Teen prodigy Jannik Sinner has turned a lot of heads recently with his results and fluid style of play. And former World No. 1 Andy Roddick believes there is still plenty of room for improvement when it comes to the 19-year-old's game.
Speaking to Tennis Channel ahead of the 2021 Miami Masters final, Roddick acknowledged that Jannik Sinner can be pretty erratic from the baseline. The American, however, insisted that Sinner is only going to get better with time.
"I've had a bunch of people ask me to comment on Jannik, a young Italian phenom," Roddick said. "Love what I see from him, obviously goes big on both sides, there's a lot to like. I mean he barely looks as if he has a grown-up body."
"Right now, he's only gonna get faster, he's only gonna serve bigger," the American added. "You normally see players become more consistent, maybe cut down on errors as they get older. If I'm nitpicking I think he's a little bit error-prone on his off days."

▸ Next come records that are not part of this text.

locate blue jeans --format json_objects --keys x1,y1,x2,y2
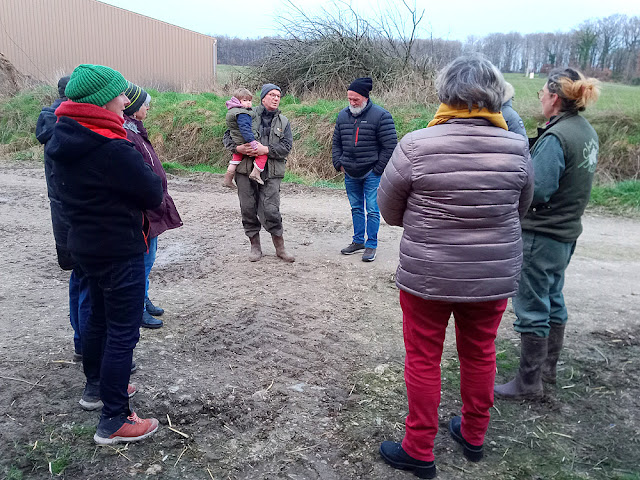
[
  {"x1": 69, "y1": 267, "x2": 91, "y2": 355},
  {"x1": 143, "y1": 236, "x2": 158, "y2": 310},
  {"x1": 513, "y1": 231, "x2": 576, "y2": 338},
  {"x1": 77, "y1": 254, "x2": 145, "y2": 420},
  {"x1": 344, "y1": 172, "x2": 381, "y2": 249}
]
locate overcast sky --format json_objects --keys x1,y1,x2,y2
[{"x1": 99, "y1": 0, "x2": 640, "y2": 41}]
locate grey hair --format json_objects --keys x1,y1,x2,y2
[
  {"x1": 436, "y1": 54, "x2": 506, "y2": 112},
  {"x1": 143, "y1": 93, "x2": 151, "y2": 107},
  {"x1": 502, "y1": 82, "x2": 515, "y2": 103}
]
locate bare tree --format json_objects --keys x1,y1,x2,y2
[{"x1": 249, "y1": 0, "x2": 436, "y2": 98}]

Andy Roddick also praised Jannik Sinner for his aggressive intent, but cautioned against going for too much. Sinner is someone who constantly looks to be in charge of the proceedings in a match, and Roddick admitted that that sense of urgency is one of his strong points.
"On his backhand side, you'd like to see him chuck down and keep the ball in play," Roddick said. "Just trying to force the issue over and over and over, but that's also one of his strengths. So you'd have to work on that very diligently."

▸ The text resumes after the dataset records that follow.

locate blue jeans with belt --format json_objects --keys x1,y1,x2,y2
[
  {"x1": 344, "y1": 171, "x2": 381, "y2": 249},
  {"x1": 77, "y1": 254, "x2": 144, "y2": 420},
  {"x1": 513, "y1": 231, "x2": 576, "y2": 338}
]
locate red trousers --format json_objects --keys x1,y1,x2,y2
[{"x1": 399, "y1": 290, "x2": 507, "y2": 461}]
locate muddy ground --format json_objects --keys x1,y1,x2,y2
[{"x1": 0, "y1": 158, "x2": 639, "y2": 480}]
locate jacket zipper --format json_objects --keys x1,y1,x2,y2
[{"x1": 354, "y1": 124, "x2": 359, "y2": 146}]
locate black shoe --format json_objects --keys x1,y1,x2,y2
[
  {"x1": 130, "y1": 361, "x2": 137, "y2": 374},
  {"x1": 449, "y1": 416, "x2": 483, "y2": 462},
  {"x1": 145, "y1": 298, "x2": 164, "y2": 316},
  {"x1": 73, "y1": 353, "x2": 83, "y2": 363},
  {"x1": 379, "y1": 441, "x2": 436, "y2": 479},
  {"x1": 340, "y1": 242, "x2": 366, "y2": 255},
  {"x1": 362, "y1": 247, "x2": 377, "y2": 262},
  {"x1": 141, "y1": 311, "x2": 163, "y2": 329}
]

I'd like to see a little bit more direction in Jannik Sinner's serve, like Pete Sampras' serve: Andy Roddick
Jannik Sinner tried hard to dictate the play in the Miami final, but his opponent Hubert Hurkacz was able to fend off his attacks and emerge victorious. One of the biggest problems from Sinner's side during the encounter was his serve; the Italian dropped about 45% of his first-serve points in the match.
While Jannik Sinner has a big first serve, many believe he should try and be more precise with his delivery in a bid to open up the court. Andy Roddick echoed that sentiment, and claimed that the Italian was playing into his opponents' hands despite serving at good speed.
"If I'm really, really nitpicking, he can pop in 125-130 mph on his serve pretty comfortably," Roddick said. "What I'd like to see is a little bit more direction, like Sampras. As I call it where you can hit it out wide and if you hit wide but it's coming straight, pretty easy to square up."
Andy Roddick then delved deeper into Pete Sampras' punishing yet efficient serve. Not only did Sampras have a huge first serve, but he could also deliver it to the desired spots - be it the center service line or the tramlines.
"You have that Pete thing where it went 108 out wide, but last minute before you guessed, it's kinda tailing away from your racquet strings," Roddick said. "It makes it a lot tougher so getting a bit of that late movement on serve would make the 130 bomb even more effective."